🤖 AI Summary
This work addresses the problem of reconstructing dynamic hand–object interactions without object priors. To tackle severe occlusions, ambiguous boundaries, and non-rigid deformations, we propose a novel method that jointly models geometry and appearance via an interaction-aware 4D Gaussian lattice representation. Our approach introduces a dynamic deformation field grounded in a piecewise-linear assumption and integrates explicit regularization constraints with a progressive optimization strategy. Crucially, the framework operates without predefined object models or pose priors, enabling high-fidelity reconstruction of tightly contacting hand–object regions. Evaluated on standard benchmarks, our method significantly outperforms existing 3D Gaussian Splatting (3D-GS) approaches, achieving state-of-the-art performance in geometric detail fidelity, temporal motion consistency, and visual realism.
📝 Abstract
This paper focuses on a challenging setting of simultaneously modeling geometry and appearance of hand-object interaction scenes without any object priors. We follow the trend of dynamic 3D Gaussian Splatting based methods, and address several significant challenges.
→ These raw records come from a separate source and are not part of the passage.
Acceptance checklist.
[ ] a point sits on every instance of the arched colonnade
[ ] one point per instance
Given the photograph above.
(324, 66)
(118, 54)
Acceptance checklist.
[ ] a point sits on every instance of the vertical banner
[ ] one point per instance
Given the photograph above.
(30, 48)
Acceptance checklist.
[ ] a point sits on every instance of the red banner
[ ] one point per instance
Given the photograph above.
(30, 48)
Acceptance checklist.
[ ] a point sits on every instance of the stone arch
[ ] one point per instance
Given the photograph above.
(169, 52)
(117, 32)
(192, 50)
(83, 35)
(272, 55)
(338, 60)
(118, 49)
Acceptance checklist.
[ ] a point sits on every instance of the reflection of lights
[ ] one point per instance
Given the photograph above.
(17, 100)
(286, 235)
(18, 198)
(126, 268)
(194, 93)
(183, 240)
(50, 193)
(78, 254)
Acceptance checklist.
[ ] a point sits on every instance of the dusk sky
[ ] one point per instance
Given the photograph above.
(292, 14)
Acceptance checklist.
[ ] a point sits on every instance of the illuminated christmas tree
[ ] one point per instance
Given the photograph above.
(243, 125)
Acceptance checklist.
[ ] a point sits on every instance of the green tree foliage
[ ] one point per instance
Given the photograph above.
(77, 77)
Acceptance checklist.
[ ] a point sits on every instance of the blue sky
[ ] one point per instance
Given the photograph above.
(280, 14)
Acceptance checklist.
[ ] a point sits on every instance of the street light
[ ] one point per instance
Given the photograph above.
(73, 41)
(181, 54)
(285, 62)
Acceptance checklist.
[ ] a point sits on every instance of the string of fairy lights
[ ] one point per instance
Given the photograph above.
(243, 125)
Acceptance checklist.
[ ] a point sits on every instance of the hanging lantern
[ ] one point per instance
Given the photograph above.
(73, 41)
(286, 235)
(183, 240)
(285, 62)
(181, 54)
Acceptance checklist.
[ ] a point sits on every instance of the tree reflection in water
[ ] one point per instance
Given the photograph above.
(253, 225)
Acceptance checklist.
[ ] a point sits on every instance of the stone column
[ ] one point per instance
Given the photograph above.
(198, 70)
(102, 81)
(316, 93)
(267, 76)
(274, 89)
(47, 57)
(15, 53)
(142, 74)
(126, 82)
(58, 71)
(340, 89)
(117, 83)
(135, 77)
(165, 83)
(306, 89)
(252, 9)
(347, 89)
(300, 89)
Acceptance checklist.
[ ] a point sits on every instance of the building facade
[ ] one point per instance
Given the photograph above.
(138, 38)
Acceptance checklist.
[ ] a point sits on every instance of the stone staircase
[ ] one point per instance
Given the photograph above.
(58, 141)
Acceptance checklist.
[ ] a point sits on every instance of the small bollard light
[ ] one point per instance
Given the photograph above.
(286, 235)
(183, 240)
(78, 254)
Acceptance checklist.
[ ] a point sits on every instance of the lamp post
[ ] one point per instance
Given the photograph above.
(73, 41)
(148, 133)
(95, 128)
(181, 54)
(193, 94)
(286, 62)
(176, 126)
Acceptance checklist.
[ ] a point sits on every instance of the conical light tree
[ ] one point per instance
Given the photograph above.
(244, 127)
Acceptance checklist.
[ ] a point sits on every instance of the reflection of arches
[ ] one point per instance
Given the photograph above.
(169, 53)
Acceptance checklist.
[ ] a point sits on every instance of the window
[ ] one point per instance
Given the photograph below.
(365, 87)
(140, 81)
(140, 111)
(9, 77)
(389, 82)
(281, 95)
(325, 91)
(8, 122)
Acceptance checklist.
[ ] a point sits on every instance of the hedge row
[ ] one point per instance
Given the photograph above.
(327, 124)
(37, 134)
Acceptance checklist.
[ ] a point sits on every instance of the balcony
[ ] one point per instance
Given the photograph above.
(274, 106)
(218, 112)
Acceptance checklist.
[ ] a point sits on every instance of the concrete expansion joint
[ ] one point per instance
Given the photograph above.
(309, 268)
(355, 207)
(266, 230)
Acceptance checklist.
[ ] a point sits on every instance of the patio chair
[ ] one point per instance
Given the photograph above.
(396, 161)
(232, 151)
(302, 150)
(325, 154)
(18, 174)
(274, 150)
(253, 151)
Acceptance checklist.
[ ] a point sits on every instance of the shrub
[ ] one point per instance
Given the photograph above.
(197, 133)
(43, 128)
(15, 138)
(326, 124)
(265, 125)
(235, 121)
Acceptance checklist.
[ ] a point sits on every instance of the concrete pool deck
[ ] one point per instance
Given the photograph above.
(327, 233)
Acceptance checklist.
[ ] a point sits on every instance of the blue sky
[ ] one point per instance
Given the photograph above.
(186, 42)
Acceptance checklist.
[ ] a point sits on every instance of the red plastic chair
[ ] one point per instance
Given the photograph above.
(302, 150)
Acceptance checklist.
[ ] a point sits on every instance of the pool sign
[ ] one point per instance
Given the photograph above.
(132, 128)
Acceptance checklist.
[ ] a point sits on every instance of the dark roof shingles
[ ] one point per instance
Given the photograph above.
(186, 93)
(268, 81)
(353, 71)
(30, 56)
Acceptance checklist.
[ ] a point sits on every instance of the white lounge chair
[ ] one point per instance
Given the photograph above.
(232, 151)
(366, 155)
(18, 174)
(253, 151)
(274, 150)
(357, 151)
To model complex hand-object interaction with mutual occlusion and edge blur, we present interaction-aware hand-object Gaussians with newly introduced optimizable parameters aiming to adopt piecewise linear hypothesis for clearer structural representation. Moreover, considering the complementarity and tightness of hand shape and object shape during interaction dynamics, we incorporate hand information into object deformation field, constructing interaction-aware dynamic fields to model flexible motions. To further address difficulties in the optimization process, we propose a progressive strategy that handles dynamic regions and static background step by step. Correspondingly, explicit regularizations are designed to stabilize the hand-object representations for smooth motion transition, physical interaction reality, and coherent lighting. Experiments show that our approach surpasses existing dynamic 3D-GS-based methods and achieves state-of-the-art performance in reconstructing dynamic hand-object interaction.